Macerata, 29 ottobre 2016 - Il terremoto? Una delle cose più brutte che possano capitare a un uomo. La pensa così il tenore Andrea Bocelli, oggi a Macerata per ricevere la laurea honoris causa in Filologia moderna, in piazza della Libertà. A consegnargliela, il rettore Luigi Lacchè e il direttore del Dipartimento di Studi umanistici Carlo Pongetti.

“L’idea di trovarsi sotto le macerie, poi senza la casa dove hai lasciato tutto, è terribile”, commenta Bocelli, che da anni con la sua “Andrea Bocelli Foundation” sostiene i terremotati di Haiti. E che prosegue: “Aiutare e condividere è indice di intelligenza, anche perché se non si aiuta non si è aiutati in caso di bisogno. Poi, sedere a una tavola ricca e vedere tante persone in piedi dietro di noi senza nulla da mangiare sciupa la festa”.

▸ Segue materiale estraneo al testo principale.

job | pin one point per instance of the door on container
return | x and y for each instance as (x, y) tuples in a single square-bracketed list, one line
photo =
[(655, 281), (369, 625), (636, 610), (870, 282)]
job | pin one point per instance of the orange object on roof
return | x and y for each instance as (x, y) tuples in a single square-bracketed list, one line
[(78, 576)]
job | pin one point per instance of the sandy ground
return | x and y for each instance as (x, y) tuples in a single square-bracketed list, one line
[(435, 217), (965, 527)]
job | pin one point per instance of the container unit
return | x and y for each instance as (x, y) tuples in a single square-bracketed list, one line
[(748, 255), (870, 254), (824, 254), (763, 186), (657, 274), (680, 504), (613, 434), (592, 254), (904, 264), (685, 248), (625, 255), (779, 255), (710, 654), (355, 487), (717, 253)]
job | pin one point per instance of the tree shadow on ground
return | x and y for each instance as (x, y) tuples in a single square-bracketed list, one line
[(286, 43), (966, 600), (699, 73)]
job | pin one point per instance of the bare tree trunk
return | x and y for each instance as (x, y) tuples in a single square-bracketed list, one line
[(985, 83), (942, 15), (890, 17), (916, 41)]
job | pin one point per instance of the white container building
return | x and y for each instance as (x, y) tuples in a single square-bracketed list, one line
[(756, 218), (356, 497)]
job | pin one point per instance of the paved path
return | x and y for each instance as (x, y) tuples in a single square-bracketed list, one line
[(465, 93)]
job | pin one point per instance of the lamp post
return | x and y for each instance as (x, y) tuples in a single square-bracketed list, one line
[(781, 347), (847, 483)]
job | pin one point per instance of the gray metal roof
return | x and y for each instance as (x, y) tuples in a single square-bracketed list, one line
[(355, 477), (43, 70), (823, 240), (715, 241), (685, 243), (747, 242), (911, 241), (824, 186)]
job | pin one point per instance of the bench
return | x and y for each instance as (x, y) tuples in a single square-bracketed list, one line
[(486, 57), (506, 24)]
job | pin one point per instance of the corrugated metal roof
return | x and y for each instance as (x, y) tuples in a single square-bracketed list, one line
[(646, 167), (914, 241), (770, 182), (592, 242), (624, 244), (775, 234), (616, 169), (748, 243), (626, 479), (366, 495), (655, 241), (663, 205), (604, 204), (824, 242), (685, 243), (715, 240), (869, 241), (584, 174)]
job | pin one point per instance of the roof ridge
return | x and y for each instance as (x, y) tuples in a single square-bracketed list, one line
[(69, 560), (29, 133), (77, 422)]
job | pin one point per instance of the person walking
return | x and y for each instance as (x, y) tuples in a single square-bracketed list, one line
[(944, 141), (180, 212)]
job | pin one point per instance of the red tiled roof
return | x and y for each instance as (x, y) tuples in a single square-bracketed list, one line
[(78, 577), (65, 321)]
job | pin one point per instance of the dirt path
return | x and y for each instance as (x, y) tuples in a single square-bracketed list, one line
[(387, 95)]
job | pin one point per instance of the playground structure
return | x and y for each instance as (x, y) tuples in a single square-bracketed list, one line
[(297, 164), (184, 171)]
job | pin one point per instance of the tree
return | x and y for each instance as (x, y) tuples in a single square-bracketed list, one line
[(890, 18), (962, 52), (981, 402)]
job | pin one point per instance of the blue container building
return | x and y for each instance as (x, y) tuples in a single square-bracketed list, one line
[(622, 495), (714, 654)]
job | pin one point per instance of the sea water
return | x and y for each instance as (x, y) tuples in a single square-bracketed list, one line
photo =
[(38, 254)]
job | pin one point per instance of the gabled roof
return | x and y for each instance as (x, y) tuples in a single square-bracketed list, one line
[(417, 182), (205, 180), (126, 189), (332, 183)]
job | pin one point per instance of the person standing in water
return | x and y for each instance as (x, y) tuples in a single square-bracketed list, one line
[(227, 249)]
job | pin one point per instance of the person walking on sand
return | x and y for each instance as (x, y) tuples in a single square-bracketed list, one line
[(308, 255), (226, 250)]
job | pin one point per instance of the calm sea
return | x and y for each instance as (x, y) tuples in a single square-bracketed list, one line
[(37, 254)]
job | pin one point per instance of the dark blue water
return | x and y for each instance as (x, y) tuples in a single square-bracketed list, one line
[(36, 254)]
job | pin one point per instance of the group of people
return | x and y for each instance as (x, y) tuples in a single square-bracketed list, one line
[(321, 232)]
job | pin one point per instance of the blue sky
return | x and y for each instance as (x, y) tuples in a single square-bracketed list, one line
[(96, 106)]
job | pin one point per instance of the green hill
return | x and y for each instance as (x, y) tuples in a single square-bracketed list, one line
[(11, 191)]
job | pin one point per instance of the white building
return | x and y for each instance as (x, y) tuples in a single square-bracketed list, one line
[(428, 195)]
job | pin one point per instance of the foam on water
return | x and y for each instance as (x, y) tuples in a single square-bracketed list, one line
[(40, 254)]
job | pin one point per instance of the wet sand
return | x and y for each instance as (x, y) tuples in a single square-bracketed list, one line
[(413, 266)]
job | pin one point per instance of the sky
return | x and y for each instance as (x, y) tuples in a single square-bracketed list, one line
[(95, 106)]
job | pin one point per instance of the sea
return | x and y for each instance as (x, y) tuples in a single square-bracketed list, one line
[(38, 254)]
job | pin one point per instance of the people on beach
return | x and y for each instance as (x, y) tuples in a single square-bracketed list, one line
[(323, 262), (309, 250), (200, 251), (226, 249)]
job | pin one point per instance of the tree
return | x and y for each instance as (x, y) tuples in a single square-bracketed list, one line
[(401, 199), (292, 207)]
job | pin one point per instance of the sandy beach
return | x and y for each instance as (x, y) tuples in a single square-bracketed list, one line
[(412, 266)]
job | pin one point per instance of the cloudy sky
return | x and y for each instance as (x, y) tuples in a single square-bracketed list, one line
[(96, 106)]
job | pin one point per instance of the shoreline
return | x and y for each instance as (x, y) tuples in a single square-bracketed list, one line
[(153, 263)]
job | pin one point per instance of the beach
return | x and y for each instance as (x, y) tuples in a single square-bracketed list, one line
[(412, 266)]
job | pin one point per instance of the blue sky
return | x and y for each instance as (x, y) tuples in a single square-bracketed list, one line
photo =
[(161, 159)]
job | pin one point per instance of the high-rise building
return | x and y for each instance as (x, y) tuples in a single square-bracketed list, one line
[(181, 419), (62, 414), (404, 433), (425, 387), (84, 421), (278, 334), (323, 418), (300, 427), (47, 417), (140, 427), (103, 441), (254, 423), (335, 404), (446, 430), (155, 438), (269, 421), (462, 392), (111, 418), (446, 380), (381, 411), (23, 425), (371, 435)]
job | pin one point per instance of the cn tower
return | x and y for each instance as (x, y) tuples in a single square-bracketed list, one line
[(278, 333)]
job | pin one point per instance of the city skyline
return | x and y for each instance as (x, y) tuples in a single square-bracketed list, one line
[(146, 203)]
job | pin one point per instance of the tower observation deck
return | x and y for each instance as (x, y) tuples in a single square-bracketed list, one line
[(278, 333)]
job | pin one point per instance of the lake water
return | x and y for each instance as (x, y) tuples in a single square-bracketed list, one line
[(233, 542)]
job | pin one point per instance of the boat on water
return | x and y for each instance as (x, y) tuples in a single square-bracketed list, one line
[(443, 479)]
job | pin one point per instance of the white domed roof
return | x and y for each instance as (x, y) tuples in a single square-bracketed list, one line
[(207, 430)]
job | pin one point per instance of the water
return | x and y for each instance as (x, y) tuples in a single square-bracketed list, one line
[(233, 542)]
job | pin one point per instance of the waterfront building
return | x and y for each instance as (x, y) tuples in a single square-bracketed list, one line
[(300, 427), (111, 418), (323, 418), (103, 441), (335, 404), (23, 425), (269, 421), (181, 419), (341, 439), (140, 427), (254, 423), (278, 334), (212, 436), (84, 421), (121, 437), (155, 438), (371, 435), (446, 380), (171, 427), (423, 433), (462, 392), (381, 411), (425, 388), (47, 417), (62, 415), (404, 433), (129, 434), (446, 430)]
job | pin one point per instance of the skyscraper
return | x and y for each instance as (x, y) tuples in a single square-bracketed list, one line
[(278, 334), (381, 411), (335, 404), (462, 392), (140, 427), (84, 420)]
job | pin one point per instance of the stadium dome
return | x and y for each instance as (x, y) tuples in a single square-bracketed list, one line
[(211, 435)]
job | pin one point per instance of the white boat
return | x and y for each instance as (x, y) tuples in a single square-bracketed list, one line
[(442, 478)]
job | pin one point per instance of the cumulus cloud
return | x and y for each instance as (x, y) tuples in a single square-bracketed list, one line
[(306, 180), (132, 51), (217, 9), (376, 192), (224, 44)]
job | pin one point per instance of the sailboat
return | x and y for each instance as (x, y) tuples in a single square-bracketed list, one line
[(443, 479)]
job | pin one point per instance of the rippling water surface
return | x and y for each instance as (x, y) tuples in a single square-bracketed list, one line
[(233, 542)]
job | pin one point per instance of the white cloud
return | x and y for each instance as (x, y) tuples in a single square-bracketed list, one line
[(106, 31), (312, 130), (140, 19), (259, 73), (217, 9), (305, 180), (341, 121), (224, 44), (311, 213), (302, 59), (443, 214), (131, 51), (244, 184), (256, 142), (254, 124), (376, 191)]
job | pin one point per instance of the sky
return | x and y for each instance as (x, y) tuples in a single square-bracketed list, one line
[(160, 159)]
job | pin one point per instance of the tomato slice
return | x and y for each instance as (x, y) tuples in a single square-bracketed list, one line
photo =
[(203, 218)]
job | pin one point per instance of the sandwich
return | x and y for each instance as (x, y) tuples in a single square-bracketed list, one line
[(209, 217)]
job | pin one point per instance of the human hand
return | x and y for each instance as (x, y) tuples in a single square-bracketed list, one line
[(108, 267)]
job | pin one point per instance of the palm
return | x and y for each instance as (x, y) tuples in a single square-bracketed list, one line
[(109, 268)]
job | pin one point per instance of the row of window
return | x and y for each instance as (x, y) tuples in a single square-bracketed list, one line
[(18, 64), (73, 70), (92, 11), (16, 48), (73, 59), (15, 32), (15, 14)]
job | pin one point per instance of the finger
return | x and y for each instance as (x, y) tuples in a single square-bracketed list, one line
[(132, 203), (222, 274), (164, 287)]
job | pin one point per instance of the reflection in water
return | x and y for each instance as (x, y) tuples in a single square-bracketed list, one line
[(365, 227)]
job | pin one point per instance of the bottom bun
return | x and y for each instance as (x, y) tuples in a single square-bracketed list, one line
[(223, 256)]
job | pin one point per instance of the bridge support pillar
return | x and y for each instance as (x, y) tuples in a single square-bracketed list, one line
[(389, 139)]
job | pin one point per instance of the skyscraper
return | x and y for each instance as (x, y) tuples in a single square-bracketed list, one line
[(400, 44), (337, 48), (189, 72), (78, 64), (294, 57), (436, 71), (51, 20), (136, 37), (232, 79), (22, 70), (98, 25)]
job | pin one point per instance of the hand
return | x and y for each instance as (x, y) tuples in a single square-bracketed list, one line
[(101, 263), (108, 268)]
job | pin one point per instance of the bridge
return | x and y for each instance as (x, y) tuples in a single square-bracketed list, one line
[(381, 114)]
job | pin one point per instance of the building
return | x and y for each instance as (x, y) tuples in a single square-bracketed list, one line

Riguardo alla sua laurea, il cantante sorride: “Sono abituato a conquistare le cose sul campo, la notizia della laurea ad honorem mi ha sorpreso: ho pensato di essere su Scherzi a parte...”. Nei giorni scorsi, il cantante ha rivelato di essere “onorato” del riconoscimento, e pure un po’ preoccupato per la lectio doctoralis agli studenti. E ha citato anche il legame speciale con le Marche e la città di Macerata, “dove si è laureata una persona che è diventata importante nella mia vita”, sua moglie Veronica Berti, marchigiana ed ex studentessa dell’Unimc.

Un commento infine il tenore l’ha riservato al Nobel di Bob Dylan: “Trovo sia stato un peccato – spiega infatti –, la letteratura è importante nella vita di ciascuno di noi. Invece si è scelto di premiare quello che è più sotto l’attenzione di tutti”.